Contrary to common belief, blood pressure doesn't have to rise as you age, a study of two remote South American tribes suggests.

Looking at the isolated Yanomami tribe in the Venezuelan rain forest, researchers found their blood pressure remained low from youth to age 60.

Access to Western-style foods

That's probably because as hunter-gatherer-gardeners, they don't eat the processed and salted foods common in the so-called Western diet, the researchers said in a new report.

"The association between age and blood pressure may not be driven by age itself, but rather the cumulative effects of a Western lifestyle and dietary practices," said lead researcher Noel Mueller, an assistant professor of epidemiology at Johns Hopkins University School of Public Health.

Another local tribe, the Yekwana, had some access to Western-style foods, and their blood pressure started increasing in childhood, said Mueller.

"We believe that rising blood pressure is due to the consumption of processed foods and salt," he said. This is what the report refers to as "unnatural Western exposures".

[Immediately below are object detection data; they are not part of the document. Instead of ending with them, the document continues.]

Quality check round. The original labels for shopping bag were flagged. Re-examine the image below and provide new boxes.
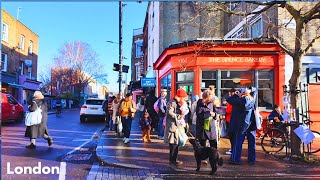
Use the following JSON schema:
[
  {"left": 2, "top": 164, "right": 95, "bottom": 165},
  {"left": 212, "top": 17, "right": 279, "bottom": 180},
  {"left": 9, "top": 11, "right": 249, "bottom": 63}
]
[
  {"left": 254, "top": 108, "right": 263, "bottom": 130},
  {"left": 25, "top": 102, "right": 42, "bottom": 126},
  {"left": 221, "top": 120, "right": 228, "bottom": 138},
  {"left": 294, "top": 124, "right": 315, "bottom": 144}
]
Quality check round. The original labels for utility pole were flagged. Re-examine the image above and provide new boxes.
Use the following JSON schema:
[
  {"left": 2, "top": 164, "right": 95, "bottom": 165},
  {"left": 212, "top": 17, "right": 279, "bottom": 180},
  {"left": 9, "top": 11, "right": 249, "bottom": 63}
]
[{"left": 119, "top": 0, "right": 122, "bottom": 96}]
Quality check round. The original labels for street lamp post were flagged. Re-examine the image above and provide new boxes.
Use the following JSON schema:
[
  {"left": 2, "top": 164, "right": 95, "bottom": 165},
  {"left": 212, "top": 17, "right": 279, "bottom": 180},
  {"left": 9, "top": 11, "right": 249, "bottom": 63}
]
[{"left": 119, "top": 0, "right": 122, "bottom": 96}]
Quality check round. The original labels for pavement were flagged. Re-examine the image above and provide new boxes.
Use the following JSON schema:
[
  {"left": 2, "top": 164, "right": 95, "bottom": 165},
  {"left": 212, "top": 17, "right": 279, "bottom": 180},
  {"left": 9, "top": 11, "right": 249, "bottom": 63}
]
[{"left": 96, "top": 116, "right": 320, "bottom": 179}]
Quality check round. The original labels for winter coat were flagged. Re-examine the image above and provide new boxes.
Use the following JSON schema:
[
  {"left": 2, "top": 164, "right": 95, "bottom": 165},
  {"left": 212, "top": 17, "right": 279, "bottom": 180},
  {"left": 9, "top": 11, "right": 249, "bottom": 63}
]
[
  {"left": 164, "top": 99, "right": 184, "bottom": 144},
  {"left": 227, "top": 94, "right": 255, "bottom": 133},
  {"left": 139, "top": 117, "right": 152, "bottom": 131},
  {"left": 196, "top": 99, "right": 217, "bottom": 140},
  {"left": 25, "top": 99, "right": 49, "bottom": 139}
]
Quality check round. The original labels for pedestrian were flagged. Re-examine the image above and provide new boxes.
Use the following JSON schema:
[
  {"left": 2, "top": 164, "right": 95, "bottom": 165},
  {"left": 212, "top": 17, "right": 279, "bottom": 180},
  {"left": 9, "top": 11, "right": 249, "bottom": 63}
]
[
  {"left": 119, "top": 93, "right": 137, "bottom": 144},
  {"left": 190, "top": 95, "right": 199, "bottom": 136},
  {"left": 136, "top": 96, "right": 145, "bottom": 119},
  {"left": 25, "top": 91, "right": 53, "bottom": 149},
  {"left": 139, "top": 111, "right": 152, "bottom": 142},
  {"left": 112, "top": 94, "right": 122, "bottom": 136},
  {"left": 145, "top": 90, "right": 159, "bottom": 131},
  {"left": 196, "top": 90, "right": 218, "bottom": 149},
  {"left": 227, "top": 88, "right": 257, "bottom": 165},
  {"left": 164, "top": 89, "right": 188, "bottom": 166},
  {"left": 225, "top": 88, "right": 236, "bottom": 155},
  {"left": 158, "top": 89, "right": 167, "bottom": 139}
]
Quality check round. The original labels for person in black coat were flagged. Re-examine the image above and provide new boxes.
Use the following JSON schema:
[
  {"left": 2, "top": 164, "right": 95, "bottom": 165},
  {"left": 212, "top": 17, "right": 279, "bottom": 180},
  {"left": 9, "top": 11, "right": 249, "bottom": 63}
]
[{"left": 25, "top": 91, "right": 53, "bottom": 149}]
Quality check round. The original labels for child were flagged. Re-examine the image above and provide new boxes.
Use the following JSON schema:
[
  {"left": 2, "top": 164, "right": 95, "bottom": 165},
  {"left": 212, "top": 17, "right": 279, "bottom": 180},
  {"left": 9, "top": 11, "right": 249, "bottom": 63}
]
[{"left": 139, "top": 111, "right": 151, "bottom": 142}]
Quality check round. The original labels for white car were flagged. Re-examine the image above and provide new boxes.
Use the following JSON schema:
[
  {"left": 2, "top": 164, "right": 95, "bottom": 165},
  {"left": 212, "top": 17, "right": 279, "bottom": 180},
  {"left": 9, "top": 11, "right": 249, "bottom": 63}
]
[{"left": 80, "top": 98, "right": 106, "bottom": 122}]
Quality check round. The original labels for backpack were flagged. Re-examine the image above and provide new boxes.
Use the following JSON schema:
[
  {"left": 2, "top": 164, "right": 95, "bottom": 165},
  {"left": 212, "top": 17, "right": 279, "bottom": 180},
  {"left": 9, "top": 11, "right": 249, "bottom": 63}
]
[{"left": 153, "top": 98, "right": 160, "bottom": 113}]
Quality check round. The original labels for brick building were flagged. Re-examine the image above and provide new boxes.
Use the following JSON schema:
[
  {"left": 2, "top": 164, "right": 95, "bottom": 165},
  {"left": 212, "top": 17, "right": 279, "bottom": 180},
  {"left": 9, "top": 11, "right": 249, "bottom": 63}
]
[{"left": 1, "top": 9, "right": 41, "bottom": 107}]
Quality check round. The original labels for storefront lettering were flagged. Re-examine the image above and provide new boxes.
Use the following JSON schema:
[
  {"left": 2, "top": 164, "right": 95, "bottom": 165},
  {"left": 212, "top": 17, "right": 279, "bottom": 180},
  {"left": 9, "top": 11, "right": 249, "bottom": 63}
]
[{"left": 209, "top": 57, "right": 266, "bottom": 63}]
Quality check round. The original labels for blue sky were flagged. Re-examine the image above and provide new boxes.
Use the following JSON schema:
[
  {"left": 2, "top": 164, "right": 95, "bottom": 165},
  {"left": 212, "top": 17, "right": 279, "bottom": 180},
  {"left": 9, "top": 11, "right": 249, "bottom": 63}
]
[{"left": 1, "top": 2, "right": 148, "bottom": 92}]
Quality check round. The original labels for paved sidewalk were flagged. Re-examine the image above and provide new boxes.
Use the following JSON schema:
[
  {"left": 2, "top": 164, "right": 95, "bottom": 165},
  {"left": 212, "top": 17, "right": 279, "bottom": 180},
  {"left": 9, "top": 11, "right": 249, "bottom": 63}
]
[{"left": 96, "top": 116, "right": 320, "bottom": 179}]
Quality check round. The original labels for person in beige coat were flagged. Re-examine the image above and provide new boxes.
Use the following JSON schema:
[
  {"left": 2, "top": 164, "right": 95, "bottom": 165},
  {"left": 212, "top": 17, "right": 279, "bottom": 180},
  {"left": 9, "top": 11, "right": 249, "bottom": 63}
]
[{"left": 164, "top": 89, "right": 188, "bottom": 166}]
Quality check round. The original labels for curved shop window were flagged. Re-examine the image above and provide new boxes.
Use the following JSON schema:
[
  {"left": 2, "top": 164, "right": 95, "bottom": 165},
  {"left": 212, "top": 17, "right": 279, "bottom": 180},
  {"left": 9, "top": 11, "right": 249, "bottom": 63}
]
[
  {"left": 201, "top": 70, "right": 274, "bottom": 109},
  {"left": 160, "top": 74, "right": 171, "bottom": 102}
]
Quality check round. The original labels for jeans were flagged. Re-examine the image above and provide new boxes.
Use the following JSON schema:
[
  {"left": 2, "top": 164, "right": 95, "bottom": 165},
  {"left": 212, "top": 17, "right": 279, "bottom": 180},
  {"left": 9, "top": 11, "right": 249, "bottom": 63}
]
[
  {"left": 121, "top": 117, "right": 132, "bottom": 138},
  {"left": 230, "top": 131, "right": 256, "bottom": 163},
  {"left": 169, "top": 144, "right": 179, "bottom": 163},
  {"left": 158, "top": 117, "right": 164, "bottom": 137}
]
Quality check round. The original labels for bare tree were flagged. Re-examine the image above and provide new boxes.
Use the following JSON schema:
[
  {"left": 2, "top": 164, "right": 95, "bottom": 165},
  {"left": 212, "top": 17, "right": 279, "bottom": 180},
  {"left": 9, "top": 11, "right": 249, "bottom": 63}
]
[{"left": 53, "top": 41, "right": 107, "bottom": 94}]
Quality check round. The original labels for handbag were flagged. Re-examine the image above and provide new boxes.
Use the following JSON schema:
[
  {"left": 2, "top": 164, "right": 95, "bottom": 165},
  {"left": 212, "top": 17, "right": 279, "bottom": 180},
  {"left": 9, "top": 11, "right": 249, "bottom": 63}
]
[
  {"left": 25, "top": 101, "right": 42, "bottom": 126},
  {"left": 254, "top": 108, "right": 263, "bottom": 130},
  {"left": 221, "top": 120, "right": 228, "bottom": 138},
  {"left": 177, "top": 128, "right": 188, "bottom": 147}
]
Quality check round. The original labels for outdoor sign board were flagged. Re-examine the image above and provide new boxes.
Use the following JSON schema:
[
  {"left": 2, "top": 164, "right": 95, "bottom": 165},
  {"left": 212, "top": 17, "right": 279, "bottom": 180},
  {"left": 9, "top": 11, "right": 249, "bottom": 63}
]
[{"left": 141, "top": 78, "right": 156, "bottom": 87}]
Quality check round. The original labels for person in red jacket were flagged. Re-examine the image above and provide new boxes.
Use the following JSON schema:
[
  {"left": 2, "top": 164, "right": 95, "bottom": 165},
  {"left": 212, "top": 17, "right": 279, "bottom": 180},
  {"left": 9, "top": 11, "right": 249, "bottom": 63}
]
[{"left": 225, "top": 88, "right": 236, "bottom": 155}]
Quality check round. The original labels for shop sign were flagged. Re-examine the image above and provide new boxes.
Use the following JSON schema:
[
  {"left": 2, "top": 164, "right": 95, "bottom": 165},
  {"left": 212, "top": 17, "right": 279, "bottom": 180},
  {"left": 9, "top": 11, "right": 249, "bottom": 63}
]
[{"left": 141, "top": 78, "right": 156, "bottom": 87}]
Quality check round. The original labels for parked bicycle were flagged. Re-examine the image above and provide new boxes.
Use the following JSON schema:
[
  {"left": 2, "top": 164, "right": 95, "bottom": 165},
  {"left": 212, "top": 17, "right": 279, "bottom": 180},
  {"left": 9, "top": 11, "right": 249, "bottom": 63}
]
[{"left": 261, "top": 121, "right": 290, "bottom": 154}]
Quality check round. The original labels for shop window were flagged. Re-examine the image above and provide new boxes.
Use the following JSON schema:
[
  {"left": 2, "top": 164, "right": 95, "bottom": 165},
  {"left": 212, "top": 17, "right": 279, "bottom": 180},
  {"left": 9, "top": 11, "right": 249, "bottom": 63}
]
[
  {"left": 2, "top": 22, "right": 9, "bottom": 42},
  {"left": 251, "top": 16, "right": 263, "bottom": 38},
  {"left": 160, "top": 74, "right": 171, "bottom": 102},
  {"left": 177, "top": 72, "right": 194, "bottom": 82},
  {"left": 220, "top": 71, "right": 254, "bottom": 99},
  {"left": 257, "top": 70, "right": 274, "bottom": 109},
  {"left": 201, "top": 71, "right": 217, "bottom": 91},
  {"left": 1, "top": 53, "right": 8, "bottom": 72},
  {"left": 307, "top": 67, "right": 320, "bottom": 83}
]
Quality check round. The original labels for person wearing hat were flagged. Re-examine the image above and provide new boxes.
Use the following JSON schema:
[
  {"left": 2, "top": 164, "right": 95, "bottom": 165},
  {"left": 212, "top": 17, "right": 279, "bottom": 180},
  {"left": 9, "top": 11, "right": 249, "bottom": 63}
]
[
  {"left": 158, "top": 89, "right": 167, "bottom": 139},
  {"left": 227, "top": 88, "right": 257, "bottom": 165},
  {"left": 25, "top": 91, "right": 53, "bottom": 149},
  {"left": 119, "top": 93, "right": 137, "bottom": 144},
  {"left": 164, "top": 89, "right": 188, "bottom": 166},
  {"left": 268, "top": 104, "right": 286, "bottom": 131}
]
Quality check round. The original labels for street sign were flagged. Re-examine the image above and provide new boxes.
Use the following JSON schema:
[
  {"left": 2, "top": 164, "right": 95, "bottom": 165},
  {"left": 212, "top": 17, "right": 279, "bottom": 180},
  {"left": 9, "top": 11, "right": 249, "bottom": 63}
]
[
  {"left": 113, "top": 63, "right": 129, "bottom": 73},
  {"left": 141, "top": 78, "right": 156, "bottom": 87}
]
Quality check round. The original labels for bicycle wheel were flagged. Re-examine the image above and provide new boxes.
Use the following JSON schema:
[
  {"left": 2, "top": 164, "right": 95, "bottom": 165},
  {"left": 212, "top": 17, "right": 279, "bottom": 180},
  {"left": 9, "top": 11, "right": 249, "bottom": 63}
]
[
  {"left": 304, "top": 131, "right": 320, "bottom": 153},
  {"left": 261, "top": 129, "right": 286, "bottom": 154}
]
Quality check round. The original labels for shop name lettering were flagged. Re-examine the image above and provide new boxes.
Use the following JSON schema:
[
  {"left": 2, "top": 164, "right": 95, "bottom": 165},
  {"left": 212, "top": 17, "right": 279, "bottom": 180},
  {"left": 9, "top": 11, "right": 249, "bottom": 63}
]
[{"left": 209, "top": 57, "right": 266, "bottom": 63}]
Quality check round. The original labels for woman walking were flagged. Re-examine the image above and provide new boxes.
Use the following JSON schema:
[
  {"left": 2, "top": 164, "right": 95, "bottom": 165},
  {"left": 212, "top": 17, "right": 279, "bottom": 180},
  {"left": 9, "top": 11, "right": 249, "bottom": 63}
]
[{"left": 25, "top": 91, "right": 53, "bottom": 149}]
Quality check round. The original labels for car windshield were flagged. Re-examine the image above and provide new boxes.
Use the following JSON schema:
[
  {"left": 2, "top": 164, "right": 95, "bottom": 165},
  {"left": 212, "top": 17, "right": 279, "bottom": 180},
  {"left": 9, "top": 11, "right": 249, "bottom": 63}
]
[{"left": 86, "top": 100, "right": 103, "bottom": 105}]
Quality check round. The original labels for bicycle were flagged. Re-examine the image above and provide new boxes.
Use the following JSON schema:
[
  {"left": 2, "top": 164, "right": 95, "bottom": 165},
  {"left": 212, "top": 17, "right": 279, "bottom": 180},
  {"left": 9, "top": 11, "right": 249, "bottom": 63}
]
[
  {"left": 303, "top": 119, "right": 320, "bottom": 154},
  {"left": 261, "top": 122, "right": 290, "bottom": 154}
]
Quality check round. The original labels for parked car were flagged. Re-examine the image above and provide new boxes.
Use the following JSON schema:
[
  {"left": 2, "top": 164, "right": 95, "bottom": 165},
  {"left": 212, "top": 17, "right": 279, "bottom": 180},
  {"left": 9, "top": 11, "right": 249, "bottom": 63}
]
[
  {"left": 80, "top": 98, "right": 106, "bottom": 122},
  {"left": 1, "top": 93, "right": 24, "bottom": 122}
]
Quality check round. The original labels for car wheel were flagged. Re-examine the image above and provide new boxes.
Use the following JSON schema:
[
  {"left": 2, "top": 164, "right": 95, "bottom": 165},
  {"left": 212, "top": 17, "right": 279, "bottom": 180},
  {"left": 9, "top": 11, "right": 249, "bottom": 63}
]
[{"left": 17, "top": 113, "right": 24, "bottom": 122}]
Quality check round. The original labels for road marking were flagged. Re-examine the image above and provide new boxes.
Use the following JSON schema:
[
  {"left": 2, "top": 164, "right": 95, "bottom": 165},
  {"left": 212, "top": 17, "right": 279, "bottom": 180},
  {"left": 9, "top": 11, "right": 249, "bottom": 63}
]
[
  {"left": 86, "top": 163, "right": 99, "bottom": 180},
  {"left": 66, "top": 128, "right": 102, "bottom": 155},
  {"left": 59, "top": 162, "right": 67, "bottom": 180}
]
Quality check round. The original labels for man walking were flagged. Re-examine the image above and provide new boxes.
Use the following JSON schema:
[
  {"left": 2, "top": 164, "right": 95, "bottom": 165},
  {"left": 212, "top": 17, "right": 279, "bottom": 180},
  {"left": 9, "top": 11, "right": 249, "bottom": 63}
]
[
  {"left": 119, "top": 93, "right": 137, "bottom": 144},
  {"left": 158, "top": 89, "right": 167, "bottom": 139}
]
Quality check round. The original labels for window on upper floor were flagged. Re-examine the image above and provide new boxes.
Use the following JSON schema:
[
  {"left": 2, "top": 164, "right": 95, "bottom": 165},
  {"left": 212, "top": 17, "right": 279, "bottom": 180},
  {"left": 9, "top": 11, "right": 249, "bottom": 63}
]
[
  {"left": 136, "top": 41, "right": 143, "bottom": 58},
  {"left": 1, "top": 22, "right": 9, "bottom": 42},
  {"left": 20, "top": 34, "right": 25, "bottom": 50},
  {"left": 250, "top": 16, "right": 263, "bottom": 38},
  {"left": 1, "top": 53, "right": 8, "bottom": 72},
  {"left": 29, "top": 40, "right": 33, "bottom": 54}
]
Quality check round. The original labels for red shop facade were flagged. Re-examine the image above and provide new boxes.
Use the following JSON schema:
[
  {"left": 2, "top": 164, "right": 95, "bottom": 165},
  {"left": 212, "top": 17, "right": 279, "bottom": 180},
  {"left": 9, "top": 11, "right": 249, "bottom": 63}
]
[{"left": 154, "top": 40, "right": 285, "bottom": 121}]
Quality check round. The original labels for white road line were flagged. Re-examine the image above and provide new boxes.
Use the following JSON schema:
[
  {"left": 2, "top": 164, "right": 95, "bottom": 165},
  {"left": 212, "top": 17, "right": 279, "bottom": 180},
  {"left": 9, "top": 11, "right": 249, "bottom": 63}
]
[
  {"left": 59, "top": 162, "right": 67, "bottom": 180},
  {"left": 86, "top": 163, "right": 99, "bottom": 180}
]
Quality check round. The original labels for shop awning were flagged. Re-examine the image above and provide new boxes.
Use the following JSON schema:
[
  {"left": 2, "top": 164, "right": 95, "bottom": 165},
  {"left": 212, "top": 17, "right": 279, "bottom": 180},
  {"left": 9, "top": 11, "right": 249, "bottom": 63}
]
[{"left": 8, "top": 83, "right": 24, "bottom": 89}]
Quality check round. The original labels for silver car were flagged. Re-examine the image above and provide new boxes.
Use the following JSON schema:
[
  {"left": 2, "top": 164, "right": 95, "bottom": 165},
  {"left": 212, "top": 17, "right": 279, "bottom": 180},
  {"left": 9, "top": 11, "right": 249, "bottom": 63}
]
[{"left": 80, "top": 98, "right": 106, "bottom": 122}]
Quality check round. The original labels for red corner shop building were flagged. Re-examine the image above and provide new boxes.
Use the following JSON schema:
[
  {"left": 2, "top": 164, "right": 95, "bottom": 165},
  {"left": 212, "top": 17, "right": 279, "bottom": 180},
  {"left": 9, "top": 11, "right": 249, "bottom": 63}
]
[{"left": 154, "top": 40, "right": 285, "bottom": 124}]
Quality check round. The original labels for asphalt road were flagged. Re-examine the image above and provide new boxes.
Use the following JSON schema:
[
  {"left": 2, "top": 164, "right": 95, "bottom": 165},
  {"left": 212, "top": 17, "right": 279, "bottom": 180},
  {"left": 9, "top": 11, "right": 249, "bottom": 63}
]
[{"left": 1, "top": 110, "right": 104, "bottom": 180}]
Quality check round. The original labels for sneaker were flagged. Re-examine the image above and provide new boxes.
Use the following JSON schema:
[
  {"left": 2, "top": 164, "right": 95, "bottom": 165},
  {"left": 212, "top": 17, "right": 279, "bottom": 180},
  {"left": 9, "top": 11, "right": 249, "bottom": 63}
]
[
  {"left": 26, "top": 143, "right": 36, "bottom": 149},
  {"left": 124, "top": 138, "right": 130, "bottom": 144},
  {"left": 47, "top": 138, "right": 53, "bottom": 146}
]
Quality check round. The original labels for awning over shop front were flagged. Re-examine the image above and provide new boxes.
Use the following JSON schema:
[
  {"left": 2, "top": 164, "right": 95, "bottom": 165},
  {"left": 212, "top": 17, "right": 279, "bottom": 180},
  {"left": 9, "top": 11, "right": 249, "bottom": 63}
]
[{"left": 8, "top": 83, "right": 24, "bottom": 89}]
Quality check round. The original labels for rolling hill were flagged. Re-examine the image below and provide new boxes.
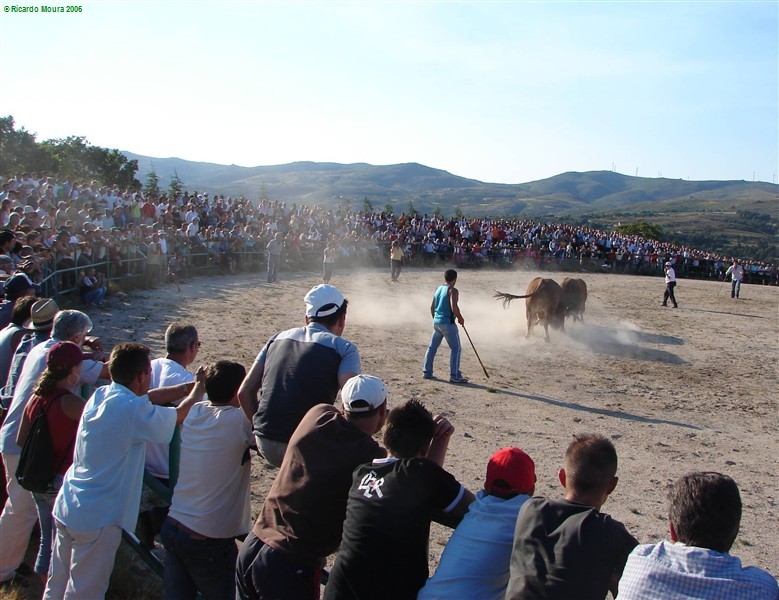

About one in three American adults has high blood pressure, according to the US National Institutes of Health. Left untreated, high blood pressure, or hypertension, can lead to heart attack, stroke, sexual dysfunction and other health problems.

Dr Harlan Krumholz, a professor of cardiology at Yale University, was enthusiastic about the new findings.

"This small study introduces a remarkably powerful idea – that an increase in blood pressure with age is not inevitable," said Krumholz, who wasn't involved with the study.

No salt or added sugar

It is entirely plausible that a healthy lifestyle could protect against the growing risk of hardening of the arteries with increasing age that is so prevalent in Westernized societies, he said.

Over five months, Mueller and his team measured the blood pressure of 72 Yanomami and 83 Yekwana members who were between one and 60 years old.

The Yekwana are less isolated than the Yanomami. Because of missions and an airstrip, the Yekwana have some contact with the outside world, including Western-style eating, the researchers noted.

The study found no age-related increase in blood pressure among the children and adults of the Yanomami. But among the Yekwana, blood pressure began increasing in childhood and went up about 0.25 mm Hg a year on average, Mueller said.

The Yanomami diet consists of fruits, vegetables and meats from the animals they hunt. Fibre and carbohydrates make up the bulk of their diet, however. "No salt and no added sugar," Mueller said.

Keeping blood pressure low is key to preventing cardiovascular disease, Mueller said, adding that age-related blood pressure spikes shouldn't be taken for granted.

"We can prevent it with interventions that reduce the intake of salt in our diet," he said.

No direct cause-and-effect relationship

Life deep in the isolated rainforest isn't all rosy, however. Mueller acknowledged that the Yanomami life span is shorter than that in developed countries because they lack access to antibiotics and other medicines that could prevent or cure infections and diseases.

Warring with other tribes also shortens their lives, Mueller said.

The study can't prove a direct cause-and-effect relationship. Still, "it is worth studying whether the effect of age on our vascular system can be slowed, stopped or even reversed with a healthy lifestyle – and what particular elements of a healthy lifestyle might make the most difference," Krumholz said.

As to whether salt is to blame for blood pressure rising with age, Krumholz isn't sure.

"There are so many ways that modern society is different from the era in which cardiac disease was rare," Krumholz said.

Differences in dietary, behavioural and environmental exposures make it hard to pinpoint the exact cause of these blood pressure discrepancies, he said. "It is likely, in the end, to be a result of the combination of factors," Krumholz noted.

The report was published online in JAMA Cardiology.